Cinq condamnations à mort ont été prononcées lundi en Arabie saoudite dans le procès du meurtre du journaliste Jamal Khashoggi, a annoncé un procureur saoudien. Trois autres prévenus ont été condamnés à des peines de prison ferme. Aucune accusation n’a été en revanche retenue contre Saoud al Qahtani, un proche conseiller du prince héritier du royaume Mohammed ben Salman. Mohammed ben Salman n’a pas été poursuivi et le général Ahmed al Assiri, ex-numéro deux des services de renseignement, a été relaxé faute de preuve. Il était soupçonné d’avoir supervisé le meurtre.

"Le meurtre n’a pas été prémédité" selon la justice saoudienne

"Nous avons conclu que le meurtre de Khashoggi n’a pas été prémédité", indique le communiqué du procureur. Finalement, sur les 11 personnes qui ont été inculpées dans cette affaire, cinq ont été condamnées à mort, trois à des peines de prison totalisant 24 ans, et les autres ont été acquittées. Selon le communiqué, le tribunal de Ryad chargé de l’affaire a tenu au total neuf audiences en présence de représentants de la communauté internationale ainsi que de proches de Jamal Khashoggi.
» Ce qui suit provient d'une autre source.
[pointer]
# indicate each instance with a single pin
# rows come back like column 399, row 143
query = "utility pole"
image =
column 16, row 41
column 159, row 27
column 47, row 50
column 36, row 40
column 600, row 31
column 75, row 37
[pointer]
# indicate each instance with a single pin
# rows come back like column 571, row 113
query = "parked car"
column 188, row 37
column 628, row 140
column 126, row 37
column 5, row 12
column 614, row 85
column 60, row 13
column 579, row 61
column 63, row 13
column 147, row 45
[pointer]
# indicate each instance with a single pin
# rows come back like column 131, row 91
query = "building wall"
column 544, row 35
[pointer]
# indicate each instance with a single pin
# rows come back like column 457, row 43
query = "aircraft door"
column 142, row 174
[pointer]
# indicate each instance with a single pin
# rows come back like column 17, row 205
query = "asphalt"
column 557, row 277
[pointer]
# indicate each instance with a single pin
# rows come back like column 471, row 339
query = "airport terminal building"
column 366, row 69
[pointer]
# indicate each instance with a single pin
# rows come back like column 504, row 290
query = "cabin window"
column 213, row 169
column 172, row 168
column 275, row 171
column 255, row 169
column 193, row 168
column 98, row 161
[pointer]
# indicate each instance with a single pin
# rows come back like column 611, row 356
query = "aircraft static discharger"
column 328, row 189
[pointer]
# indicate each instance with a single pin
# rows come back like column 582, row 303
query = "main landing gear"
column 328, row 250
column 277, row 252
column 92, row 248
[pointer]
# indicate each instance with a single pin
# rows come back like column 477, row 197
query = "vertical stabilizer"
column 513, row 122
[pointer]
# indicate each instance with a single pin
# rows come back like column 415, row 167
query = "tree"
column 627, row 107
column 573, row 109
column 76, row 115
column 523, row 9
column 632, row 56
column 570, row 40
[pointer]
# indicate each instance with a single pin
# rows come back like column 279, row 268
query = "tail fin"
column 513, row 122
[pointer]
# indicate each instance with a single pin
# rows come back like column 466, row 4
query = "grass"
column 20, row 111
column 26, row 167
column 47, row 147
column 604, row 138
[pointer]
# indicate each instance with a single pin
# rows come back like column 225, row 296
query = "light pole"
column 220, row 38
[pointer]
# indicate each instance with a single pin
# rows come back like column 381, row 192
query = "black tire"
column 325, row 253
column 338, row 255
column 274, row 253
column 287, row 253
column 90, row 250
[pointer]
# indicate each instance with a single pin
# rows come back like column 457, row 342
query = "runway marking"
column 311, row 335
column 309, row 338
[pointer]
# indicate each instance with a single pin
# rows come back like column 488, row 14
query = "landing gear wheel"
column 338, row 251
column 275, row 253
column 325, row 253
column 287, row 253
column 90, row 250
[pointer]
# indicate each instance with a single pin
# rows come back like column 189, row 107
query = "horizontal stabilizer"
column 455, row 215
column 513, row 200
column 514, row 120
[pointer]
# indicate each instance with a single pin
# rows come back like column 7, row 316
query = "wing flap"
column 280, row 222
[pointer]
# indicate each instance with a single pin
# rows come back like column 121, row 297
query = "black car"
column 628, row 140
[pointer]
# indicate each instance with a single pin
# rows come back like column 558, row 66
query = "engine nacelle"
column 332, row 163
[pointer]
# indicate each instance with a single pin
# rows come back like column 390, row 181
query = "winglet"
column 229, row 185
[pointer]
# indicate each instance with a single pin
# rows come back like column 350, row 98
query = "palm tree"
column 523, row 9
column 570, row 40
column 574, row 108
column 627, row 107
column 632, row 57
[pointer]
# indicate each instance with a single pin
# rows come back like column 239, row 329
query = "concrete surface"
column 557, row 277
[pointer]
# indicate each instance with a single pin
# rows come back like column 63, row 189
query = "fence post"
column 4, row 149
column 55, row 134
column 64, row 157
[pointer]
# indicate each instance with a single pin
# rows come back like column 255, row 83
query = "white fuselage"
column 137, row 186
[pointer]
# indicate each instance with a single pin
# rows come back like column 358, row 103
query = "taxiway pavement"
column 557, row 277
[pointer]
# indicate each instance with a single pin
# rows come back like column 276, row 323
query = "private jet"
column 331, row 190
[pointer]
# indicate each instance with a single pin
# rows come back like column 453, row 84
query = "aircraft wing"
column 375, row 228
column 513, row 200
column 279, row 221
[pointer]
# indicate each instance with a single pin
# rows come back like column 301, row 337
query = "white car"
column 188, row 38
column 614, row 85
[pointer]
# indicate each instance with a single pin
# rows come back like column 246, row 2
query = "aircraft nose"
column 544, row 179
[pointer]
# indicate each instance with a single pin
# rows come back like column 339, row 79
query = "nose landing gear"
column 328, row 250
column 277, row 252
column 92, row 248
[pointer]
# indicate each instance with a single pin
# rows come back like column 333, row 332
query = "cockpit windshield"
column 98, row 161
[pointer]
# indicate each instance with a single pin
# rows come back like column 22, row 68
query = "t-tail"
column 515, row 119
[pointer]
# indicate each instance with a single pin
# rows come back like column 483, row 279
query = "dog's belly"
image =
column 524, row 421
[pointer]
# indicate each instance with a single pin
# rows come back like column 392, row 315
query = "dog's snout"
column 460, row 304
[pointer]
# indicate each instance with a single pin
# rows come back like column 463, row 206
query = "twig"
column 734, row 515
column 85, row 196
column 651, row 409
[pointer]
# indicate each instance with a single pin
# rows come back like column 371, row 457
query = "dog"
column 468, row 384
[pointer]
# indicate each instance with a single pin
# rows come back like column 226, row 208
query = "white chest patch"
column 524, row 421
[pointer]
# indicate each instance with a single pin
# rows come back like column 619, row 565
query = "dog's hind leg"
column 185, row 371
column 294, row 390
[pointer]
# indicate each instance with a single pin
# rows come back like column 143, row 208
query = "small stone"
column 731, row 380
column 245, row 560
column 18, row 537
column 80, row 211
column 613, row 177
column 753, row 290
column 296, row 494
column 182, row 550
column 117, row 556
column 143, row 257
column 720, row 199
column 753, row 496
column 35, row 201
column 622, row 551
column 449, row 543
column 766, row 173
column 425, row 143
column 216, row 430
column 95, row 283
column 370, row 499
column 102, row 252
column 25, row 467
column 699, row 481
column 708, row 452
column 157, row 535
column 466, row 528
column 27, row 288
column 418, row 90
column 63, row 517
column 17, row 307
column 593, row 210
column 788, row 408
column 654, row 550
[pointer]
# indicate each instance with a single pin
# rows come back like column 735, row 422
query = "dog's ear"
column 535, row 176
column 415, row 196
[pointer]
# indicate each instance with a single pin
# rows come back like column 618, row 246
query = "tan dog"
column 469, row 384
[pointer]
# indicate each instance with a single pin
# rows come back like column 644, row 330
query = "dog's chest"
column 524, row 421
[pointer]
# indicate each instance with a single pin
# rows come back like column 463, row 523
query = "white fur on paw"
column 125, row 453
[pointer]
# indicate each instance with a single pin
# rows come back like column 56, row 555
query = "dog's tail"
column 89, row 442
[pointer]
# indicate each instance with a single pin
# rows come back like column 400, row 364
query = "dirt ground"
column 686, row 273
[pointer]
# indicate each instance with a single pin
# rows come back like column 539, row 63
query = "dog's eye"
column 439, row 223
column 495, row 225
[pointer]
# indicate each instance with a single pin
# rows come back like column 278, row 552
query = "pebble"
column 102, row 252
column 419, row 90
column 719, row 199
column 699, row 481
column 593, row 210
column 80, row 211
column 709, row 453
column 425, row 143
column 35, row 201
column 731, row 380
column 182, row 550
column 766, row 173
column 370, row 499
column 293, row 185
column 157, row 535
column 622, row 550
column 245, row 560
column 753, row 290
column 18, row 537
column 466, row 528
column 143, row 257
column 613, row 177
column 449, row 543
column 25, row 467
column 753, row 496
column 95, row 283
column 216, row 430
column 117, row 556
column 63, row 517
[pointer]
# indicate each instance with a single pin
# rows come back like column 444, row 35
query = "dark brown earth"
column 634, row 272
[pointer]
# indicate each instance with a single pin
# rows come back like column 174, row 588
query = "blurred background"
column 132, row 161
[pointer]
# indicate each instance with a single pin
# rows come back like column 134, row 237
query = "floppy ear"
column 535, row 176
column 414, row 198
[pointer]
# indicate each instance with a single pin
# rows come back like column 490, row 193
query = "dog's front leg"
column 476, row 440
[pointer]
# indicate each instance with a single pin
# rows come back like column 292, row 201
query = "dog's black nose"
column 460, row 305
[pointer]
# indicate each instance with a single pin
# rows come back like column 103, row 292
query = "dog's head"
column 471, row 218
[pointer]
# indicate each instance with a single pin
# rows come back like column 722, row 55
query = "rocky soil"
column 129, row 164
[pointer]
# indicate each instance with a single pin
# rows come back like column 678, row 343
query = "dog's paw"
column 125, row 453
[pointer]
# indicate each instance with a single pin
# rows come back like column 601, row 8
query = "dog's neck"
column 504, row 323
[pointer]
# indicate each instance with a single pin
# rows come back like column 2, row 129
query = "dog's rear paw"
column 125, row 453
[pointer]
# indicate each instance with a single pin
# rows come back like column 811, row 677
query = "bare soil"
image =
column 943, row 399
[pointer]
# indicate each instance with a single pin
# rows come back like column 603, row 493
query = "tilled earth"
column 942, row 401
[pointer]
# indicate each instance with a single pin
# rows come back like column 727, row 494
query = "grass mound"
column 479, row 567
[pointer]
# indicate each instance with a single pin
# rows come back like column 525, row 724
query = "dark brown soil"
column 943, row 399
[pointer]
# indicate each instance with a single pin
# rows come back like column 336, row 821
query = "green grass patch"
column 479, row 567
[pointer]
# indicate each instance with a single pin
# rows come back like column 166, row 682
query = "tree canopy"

Tué au consulat d’Arabie saoudite à Istanbul

Chroniqueur du Washington Post, Jamal Khashoggi a été tué et démembré au consulat saoudien d’Istanbul le 2 octobre 2018. Il s’y rendait pour obtenir des papiers afin d’épouser sa fiancée turque. Son corps n’a jamais été retrouvé. Le royaume saoudien a traduit en justice onze suspects dans l’assassinat du journaliste qui était proche du pouvoir avant d’en devenir critique. La CIA et une experte de l’ONU ont mis en cause le prince héritier saoudien et homme fort du pays Mohammed ben Salmane, qui dément avoir ordonné l’assassinat, même s’il dit en porter la responsabilité en tant que dirigeant du royaume.